There's room to breathe and plenty of bathrooms and you can talk out loud or crunch your ice and nobody will even look at you sideways.

By most measurements, the Buzz's second season in Utah has been a success. In their final home stand of the season, they're running away with the division title.

Aside from their on-field success, they're drawing fans through the turnstiles at a rate respectably close to last year's record-setting numbers. Through Monday night's game, they had drawn 571,964 fans, for an average of 9,225. That, despite the fact that April and May came on like the monsoon season in Burma. Some nights, fans weren't sure whether they were at a baseball game or the starting line of the Iditarod.

Even after the novelty of having Triple-A back had worn off, the Buzz's drawing power held. Club officials expect they'll have drawn over 620,000 fans by the time Sunday's final game of the home season ends. Though approximately 93,000 behind last year's totals, it's still good enough to be among the top two or three minor league teams in America.

After 62 home dates last year, the Buzz were averaging 10,059 per game; this year they're at 9,225. July attendance was almost identical both years.

"We're here to stay," concluded Buzz owner Joe Buzas. "At least that's the way I read it."

That the Buzz would draw well last year stood to reason. They brought Triple-A baseball back to Salt Lake and were bound to attract a reasonable amount of interest. Like the O.J. Simpson trial, everyone was curious at first. They had new uniforms and a new name and a new retro-look stadium. People were showing up who didn't know a passed ball from a passed kidney stone.

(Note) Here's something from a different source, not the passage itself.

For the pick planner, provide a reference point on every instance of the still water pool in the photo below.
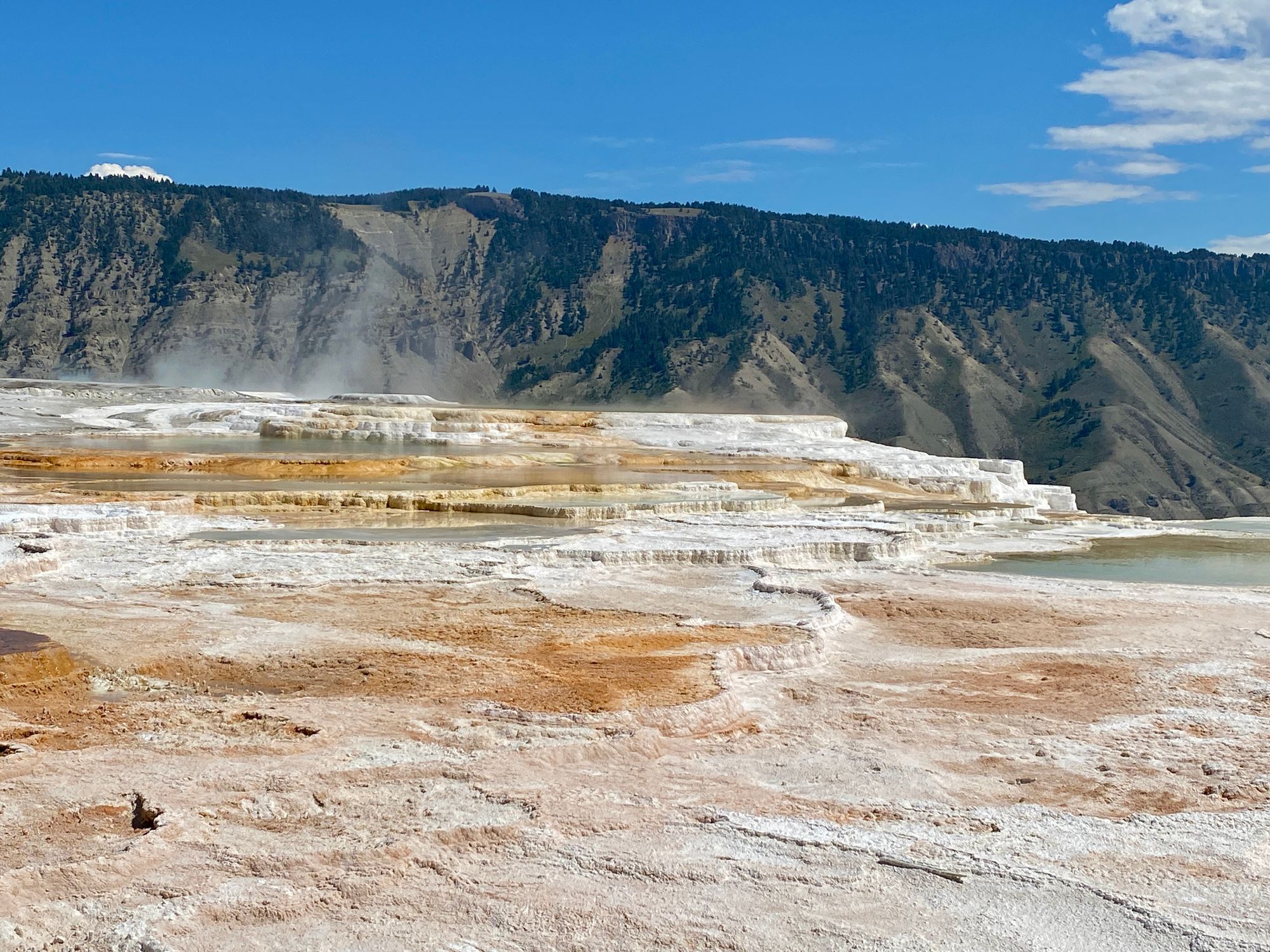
(1180, 560)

Still, the Buzz had to be wondering what effect the major league strike would have on Year II; whether the backlash against the major leagues would seep into the minors. Buzas blustered that despite the rainy spring and the major league strike, fans would come to his ballpark.

Which they did.

While last year the Buzz were a temptation to both baseball fans and curiosity seekers, this year's Buzz offered something else: a contender. They finished second in the first half of the season, then came on like a runaway forklift in the second half. Despite enduring more than the normal turnover for a triple-A team - eight players called up to the majors and star slugger Bernardo Brito moving to Japan - they continued to play well. They went on as though nothing had happened. They got a serious case of tunnel vision.

Barring a complete collapse this week, they will open the playoffs in Vancouver Sept. 6.

Thus, the Buzz are putting a wrap on a second season which was nearly as successful as the first. Like Knotts Landing and Melrose Place, the spinoff was also smash. Not only did they provide a fine summer baseball experienced for fans, they provided a pennant.

A hard combination to ignore.

"I think," said Buzas, "that this year was even more satisfying than last. This is a great baseball town and a great sports area. I tell people back East about 55,000 fans going to basketball games on the same night last winter here in Utah. They had BYU, Utah and the Jazz playing on the same night."

Buzas had a word of advice this summer to friend David Elmore, who only last month agreed to bring professional hockey back to Utah. He told Elmore that if he built it, Utah sports fans would come.

It was all the convincing Elmore needed. Hockey was on its way.

Perhaps Salt Lake isn't as big as sports town as it thinks, but you'd have a hard time convincing Buzas. All he has to do is look in his checkbook. For two straight seasons all he's had to do is announce a starting time and open the gates and people came like it was a white sale at Mervyn's.

So at least for the time being, the Buzz are still the team to watch in the summer and Franklin Quest Field is the place to be. You don't even have to be one one of the rich and famous to attend. But you may want to call ahead for a ticket.